Sunday, May 24, 2009

Music

music has brought out a side of me not shown to the public or to my closest friend when you here that song it makes Ur insides turn and tears fall from your eyes because somebody finally gets what Ur going through and put it in these words that makes Ur heart hurt. i depend on music because its somebody speaking to you with out judgement or that stupid thing someone does when they say they feel sorry for you but just doesn't care. music speaks truth the only truth that everyone can relate to. i go home and want to find that perfect song because i want to cry my eyes out with out anyone trying to say its OK or you should do this. people are full of shit because when it comes to feelings no one is honest they say one thing think another and do something else. when it comes to feelings everyone is afraid to show.
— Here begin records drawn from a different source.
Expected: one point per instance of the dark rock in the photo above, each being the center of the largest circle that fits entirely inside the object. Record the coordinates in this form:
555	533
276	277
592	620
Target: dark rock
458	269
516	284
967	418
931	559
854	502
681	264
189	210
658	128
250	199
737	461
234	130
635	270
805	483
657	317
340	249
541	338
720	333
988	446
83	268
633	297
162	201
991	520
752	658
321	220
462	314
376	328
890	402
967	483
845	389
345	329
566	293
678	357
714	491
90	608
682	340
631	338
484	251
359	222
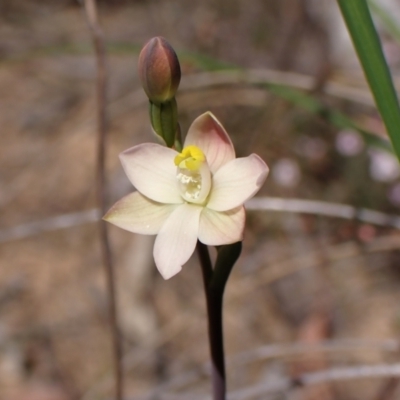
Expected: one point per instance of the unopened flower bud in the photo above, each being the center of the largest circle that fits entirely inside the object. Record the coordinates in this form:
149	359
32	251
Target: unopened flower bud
159	70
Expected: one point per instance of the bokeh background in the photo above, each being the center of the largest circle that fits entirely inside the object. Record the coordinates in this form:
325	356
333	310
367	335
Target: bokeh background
311	292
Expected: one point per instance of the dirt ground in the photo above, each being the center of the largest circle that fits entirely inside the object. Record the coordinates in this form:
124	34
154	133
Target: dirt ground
309	293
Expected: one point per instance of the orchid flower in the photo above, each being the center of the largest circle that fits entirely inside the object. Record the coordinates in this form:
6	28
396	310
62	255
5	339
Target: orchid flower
197	194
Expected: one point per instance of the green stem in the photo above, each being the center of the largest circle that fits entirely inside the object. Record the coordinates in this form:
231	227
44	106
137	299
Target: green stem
214	298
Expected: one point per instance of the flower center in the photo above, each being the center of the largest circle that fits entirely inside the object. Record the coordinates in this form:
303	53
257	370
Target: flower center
193	175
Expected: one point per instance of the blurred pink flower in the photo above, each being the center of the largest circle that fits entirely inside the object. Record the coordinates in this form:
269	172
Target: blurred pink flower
182	197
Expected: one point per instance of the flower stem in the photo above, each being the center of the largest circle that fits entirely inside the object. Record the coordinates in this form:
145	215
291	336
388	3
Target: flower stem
214	297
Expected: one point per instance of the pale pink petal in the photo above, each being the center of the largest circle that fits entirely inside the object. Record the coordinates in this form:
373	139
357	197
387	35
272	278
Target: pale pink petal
236	182
138	214
177	239
151	169
218	228
209	135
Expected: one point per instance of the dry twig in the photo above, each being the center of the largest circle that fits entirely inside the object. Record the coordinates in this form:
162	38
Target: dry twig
98	42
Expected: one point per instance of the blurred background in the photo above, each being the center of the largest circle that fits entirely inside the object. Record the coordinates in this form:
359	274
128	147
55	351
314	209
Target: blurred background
311	292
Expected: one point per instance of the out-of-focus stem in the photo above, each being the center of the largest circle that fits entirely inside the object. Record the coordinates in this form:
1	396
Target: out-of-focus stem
98	42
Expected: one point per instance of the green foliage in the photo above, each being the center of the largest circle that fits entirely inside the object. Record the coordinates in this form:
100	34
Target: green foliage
367	44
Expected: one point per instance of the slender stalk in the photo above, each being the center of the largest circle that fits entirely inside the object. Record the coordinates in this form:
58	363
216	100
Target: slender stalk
98	42
214	297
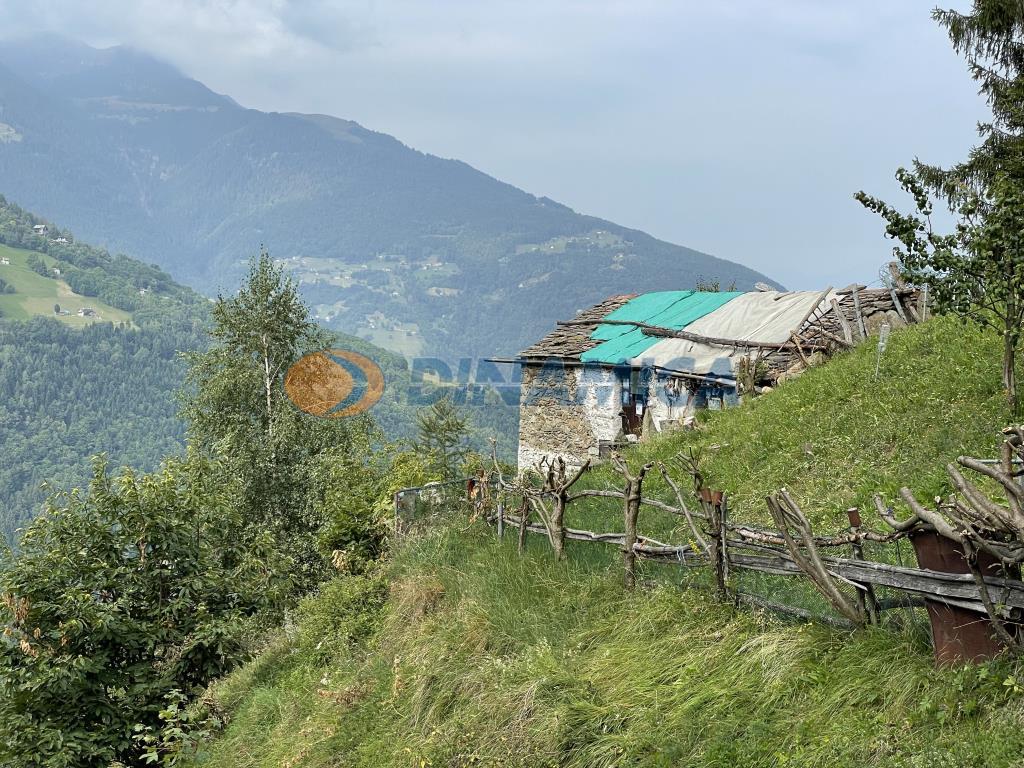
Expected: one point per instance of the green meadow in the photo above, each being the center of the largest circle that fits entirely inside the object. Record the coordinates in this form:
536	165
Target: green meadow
35	295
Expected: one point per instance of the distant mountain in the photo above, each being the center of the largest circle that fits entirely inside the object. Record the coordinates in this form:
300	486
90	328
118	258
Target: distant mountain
417	253
90	364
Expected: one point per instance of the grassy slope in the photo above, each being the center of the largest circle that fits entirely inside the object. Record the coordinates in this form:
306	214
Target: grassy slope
480	657
36	295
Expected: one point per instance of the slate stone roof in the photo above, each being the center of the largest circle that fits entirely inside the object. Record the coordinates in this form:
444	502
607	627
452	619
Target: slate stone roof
568	342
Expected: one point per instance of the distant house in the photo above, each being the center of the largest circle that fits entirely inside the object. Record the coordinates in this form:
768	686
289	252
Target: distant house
639	364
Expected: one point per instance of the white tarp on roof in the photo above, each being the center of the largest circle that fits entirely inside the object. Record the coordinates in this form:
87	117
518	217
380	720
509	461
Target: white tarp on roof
768	316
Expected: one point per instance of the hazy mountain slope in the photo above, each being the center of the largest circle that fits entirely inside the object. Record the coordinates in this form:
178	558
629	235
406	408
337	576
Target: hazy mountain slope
423	254
72	387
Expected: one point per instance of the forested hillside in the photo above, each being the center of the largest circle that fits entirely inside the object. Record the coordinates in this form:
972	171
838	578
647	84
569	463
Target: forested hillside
461	651
416	253
74	386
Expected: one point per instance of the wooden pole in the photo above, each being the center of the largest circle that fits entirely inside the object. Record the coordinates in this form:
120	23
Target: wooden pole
866	599
724	546
843	322
857	311
523	522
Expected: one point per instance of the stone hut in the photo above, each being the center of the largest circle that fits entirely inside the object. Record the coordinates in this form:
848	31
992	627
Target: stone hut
635	365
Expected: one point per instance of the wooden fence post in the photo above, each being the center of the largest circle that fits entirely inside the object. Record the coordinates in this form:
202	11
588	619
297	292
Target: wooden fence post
866	599
523	521
716	510
632	496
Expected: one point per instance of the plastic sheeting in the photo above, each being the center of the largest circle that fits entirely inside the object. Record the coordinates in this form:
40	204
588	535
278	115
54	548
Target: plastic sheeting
673	309
768	316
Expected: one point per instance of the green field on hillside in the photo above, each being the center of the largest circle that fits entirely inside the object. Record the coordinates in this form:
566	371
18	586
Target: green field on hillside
463	653
35	295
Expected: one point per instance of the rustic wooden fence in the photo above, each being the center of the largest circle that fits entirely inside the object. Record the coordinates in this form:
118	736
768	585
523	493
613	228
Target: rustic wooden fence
969	547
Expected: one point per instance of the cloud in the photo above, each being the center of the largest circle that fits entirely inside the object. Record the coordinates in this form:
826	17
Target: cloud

I'M AFRAID TO SHOW anyone what i think because i don't want to be hurt i don't want rejection who really does........that's y i keep myself with music i depend on music and feel that once you hear that song just sing it out loud and cry out loud because crying cleanses the soul.....and my soul needs to be cleansed or else i just will be lost like everyone else

Saturday, May 23, 2009

Damn!

It's hard to explain this thing that happens to me around guys it's just i wish i didn't need there attention as much as i do but i just cant help it when a guy gives me that look or holds me in his big arms pressed up against that body or when he kisses me and tells me that he loves the way i do that thing with my tongue....with moments like that it makes me want to bit my lip. i end up thinking that guys really do tell the truth so i fall hard for the ones that turn out to be completely wrong. i have recently met a guy that wow what can i say lets call him PROSTI..well prosti is such a gentle men i mean a real one he has met my family helped clean up paid for things and we are just friends mind you that. he is just so amazing he has treated me better than my ex it might sound wrong bad but its true so fuck it. prosti has made me smile and laugh and feel so sexually frustrated it kills me but i like it = ]. but than the worst possible thing you can imagine girls what do you think he said...."I'm not looking for a girl i really don't want one" FUCK!!!!!!!!!!!!!!!! i cant believe it he is such a nice person and than ends up being the ''''i don't want a GIRL TYPE.'''' i wanted to scream but than another hard ship came into play i don't think i like him that much the more i see him the more i just want his friendship he is super cute but doesn't give me the attention i want from my boyfriend. i want to be the first one he text the last call he makes i want to be kissed at random moments and i want him to have the nerve to make plans with me (so far he has made two) i really thought it could happen but I'm guessing things work out for a reason.....me and prosti will be friends because who really wants a MAN at COLLEGE?????????